At the regional level, Direct Relief is working with official regional partner, the ASEAN Coordinating Center for Humanitarian Assistance on Disaster Management, known as the AHA Center, to assess how to further connect displaced families with health services.

Strengthening Care for Mothers and Babies

In Lombok, even more than a year from the earthquakes, many continue to live under tarps and tents, and access to clean water, food, and healthcare remains a challenge. These challenges are particularly acute for mothers and babies. Issues related to water and sanitation, nutrition, and access to appropriate health care, pre- and post-natal checkups, diagnostics, and birthing facilities, remain an issue for a large proportion of the earthquake affected communities.

Direct Relief has been supporting long-term partner Bumi Sehat, an organization that has run a continuous maternal and child health emergency mission on Lombok since August 2018. Bumi is headed by prominent Bali-based midwife Robin Lim and the organization has a long history of delivering maternal and child health services in austere post-disaster environments. Bumi has been running their 14-month long mission out of tent facilities set up in impacted communities.

A Bumi Sehat midwife measures a patient's vitals in a makeshift structure after earthquake damage destroyed much of the community's infrastructure. Bumi Sehat is building an additional maternal and child health clinic which will expand patient services and allow more midwives to be trained. (Photo courtesy of Bumi Sehat)
A Bumi Sehat midwife measures a patient’s vitals in a makeshift structure after earthquake damage destroyed much of the community’s infrastructure. Bumi Sehat is building an additional maternal and child health clinic which will expand patient services and allow more midwives to be trained. (Photo courtesy of Bumi Sehat)

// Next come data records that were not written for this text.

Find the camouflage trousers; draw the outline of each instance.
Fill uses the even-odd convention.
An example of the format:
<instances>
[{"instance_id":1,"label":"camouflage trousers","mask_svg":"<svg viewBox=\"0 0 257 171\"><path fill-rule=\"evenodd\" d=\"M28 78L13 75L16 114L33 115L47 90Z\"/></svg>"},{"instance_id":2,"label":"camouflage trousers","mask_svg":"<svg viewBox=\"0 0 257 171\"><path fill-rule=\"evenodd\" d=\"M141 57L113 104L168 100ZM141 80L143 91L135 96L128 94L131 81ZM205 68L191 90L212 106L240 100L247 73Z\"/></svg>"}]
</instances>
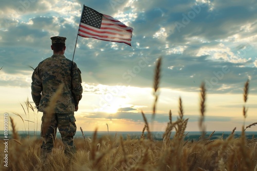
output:
<instances>
[{"instance_id":1,"label":"camouflage trousers","mask_svg":"<svg viewBox=\"0 0 257 171\"><path fill-rule=\"evenodd\" d=\"M56 138L57 128L64 145L64 153L68 155L76 153L74 137L76 133L77 126L74 113L49 115L44 113L42 118L41 136L43 138L41 146L42 156L46 156L51 152Z\"/></svg>"}]
</instances>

They have reported that these tent facilities and staff quarters have been blown over multiple times by regular tropical storm strength winds and rain, and multiple smaller earthquakes have rattled the affected community in the last year, which sent people running into the streets and deepened existing disaster related psychosocial issues.

In October 2019, Direct Relief signed an agreement to fund the purchase of land and the building of a permanent Bumi Sehat Lombok birthing facility that will serve the community and stand as an maternal and child health center of excellence for training local midwives.

The future permanent Bumi Lombok MCH center will provide ongoing services to the local community, it will act as a disaster response base in the event of future earthquakes or cyclones, and it will also have an expansive impact in terms of training and expanding local MCH capacity.

Working with local, national and regional partners to restore and strengthen health infrastructure and services remains Direct Relief’s focus in both Lombok and Sulawesi.